第9話 ダフりん市内1―アヒル偽装

 サマンサとピジョーの二人は、当てもなくあひるランドの首都、ダフりん市内を歩き回った。

 社長はなかなか見つからない。捜索の糸口すら見つけだせない日々が続いていた。


 二人は、その日も街を歩き回り、体力と時間を浪費したあげく、僅かばかりの収穫もなくピジョーのアパートへと戻った。

「この島は、アヒルしか住んでいないと言ってたけど、他にもカモメやハトもいるね。どういうこと?」とサマンサは尋ねた。

「いることはいるけど、住んでない。というかアヒル以外には本来、居住権も市民権もないんだ」

 ピジョーは夕食の豆鉄砲を皿に載せ、テーブルに運びながら答えた。


 ドバトのピジョーは、あひるランドに来た当初、しばらくアヒルのふりをしていた。

 というのもこの街の雰囲気にある種の違和感を感じ取ったからである。理解もできず、意識にものぼらず、漂うだけの支配的な違和感に導かれるまま、ピジョーは百円ショップで適当にアヒルのお面を購入し、それを被って、おそらくはこの国の言葉であろう「ガー、ガー」などと言いながらダフりんの街を歩き回っていた。


 しかし歩き回るだけならまだ良かったのかも知れない。いまではそう思う。

 気の向くまま空を飛び、上手に風に乗って遊んだり、空中で回転したりもした。さらには多くのアヒルが川の水面に浮かび仕事をしているにも関わらず、ピジョーはひどく水を嫌った。

 当然である。安物のアヒルのお面を被っているとはいえドバトである。空も自由に飛べるし水なんか飲み物でしかない。そこに浮くことなど考えたこともないのだ。


 ピジョーの隠しきれないドバトの習性が、皆を騙しているつもりのアヒルのお面への嫌疑より、さらに疑われたのだった。


 ピジョーはアヒル警察に身柄を拘束された。

 長い取り調べが続くなかピジョーはアヒルのふりを続けた。

「ドバトであることがバレたら・・・」

 それほどまでにこの街に漂う違和感、ハトであることへの根拠無き罪悪感は恐怖をともない、ピジョーの心と振る舞いを締め付けるものだった。


 ピジョーは取り調べに耐え続けた。

「ぼくはアヒルでガー、三鷹の下連雀で生れたガー」などと、来る日も来る日も狭い取調室で訴え続けていた。

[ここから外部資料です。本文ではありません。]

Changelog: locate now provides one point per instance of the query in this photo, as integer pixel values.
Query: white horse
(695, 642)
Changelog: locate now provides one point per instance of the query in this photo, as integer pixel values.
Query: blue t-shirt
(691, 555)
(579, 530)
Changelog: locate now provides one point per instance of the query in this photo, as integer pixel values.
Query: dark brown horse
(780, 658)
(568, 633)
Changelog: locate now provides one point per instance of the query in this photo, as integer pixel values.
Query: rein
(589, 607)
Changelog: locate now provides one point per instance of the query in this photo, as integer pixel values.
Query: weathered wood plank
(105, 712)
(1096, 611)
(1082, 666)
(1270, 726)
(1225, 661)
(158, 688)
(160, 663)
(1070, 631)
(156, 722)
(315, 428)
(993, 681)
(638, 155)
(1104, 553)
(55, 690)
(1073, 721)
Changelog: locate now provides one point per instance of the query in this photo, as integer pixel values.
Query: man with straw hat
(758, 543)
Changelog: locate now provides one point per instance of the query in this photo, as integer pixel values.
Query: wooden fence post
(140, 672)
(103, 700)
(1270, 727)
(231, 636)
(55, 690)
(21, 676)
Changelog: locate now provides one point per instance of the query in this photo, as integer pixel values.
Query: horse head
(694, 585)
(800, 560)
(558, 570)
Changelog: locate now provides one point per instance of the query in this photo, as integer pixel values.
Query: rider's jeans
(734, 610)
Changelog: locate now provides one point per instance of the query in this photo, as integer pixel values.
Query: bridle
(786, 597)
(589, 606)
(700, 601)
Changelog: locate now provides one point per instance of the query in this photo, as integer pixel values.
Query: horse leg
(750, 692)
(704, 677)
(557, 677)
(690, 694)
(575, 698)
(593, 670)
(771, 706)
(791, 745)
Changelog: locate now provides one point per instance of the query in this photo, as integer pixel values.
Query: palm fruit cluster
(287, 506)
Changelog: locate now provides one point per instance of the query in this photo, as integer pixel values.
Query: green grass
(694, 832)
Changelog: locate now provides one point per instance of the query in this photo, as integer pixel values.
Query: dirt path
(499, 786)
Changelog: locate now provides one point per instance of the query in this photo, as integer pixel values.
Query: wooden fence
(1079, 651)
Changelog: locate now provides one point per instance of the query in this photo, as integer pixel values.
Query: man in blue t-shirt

 一週間がたったある日の夕方、取調官は突然、優しくピジョーに尋ねた。

「おまえの好物はなんだ?好きな食べものぐらいあるだろう」

「豆鉄砲です!」

 ピジョーは反射的に答えてしまった。

 出前で取ってもらった豆鉄砲をピジョーは何もかも忘れて無心につついた。

「ポッポ、ポロッポー」

 ハトの宿命であった。ドバトの限界であった。


 ピジョーは立件され裁判のうえ、重罪である「アヒル偽装」で無期懲役の判決を受けた。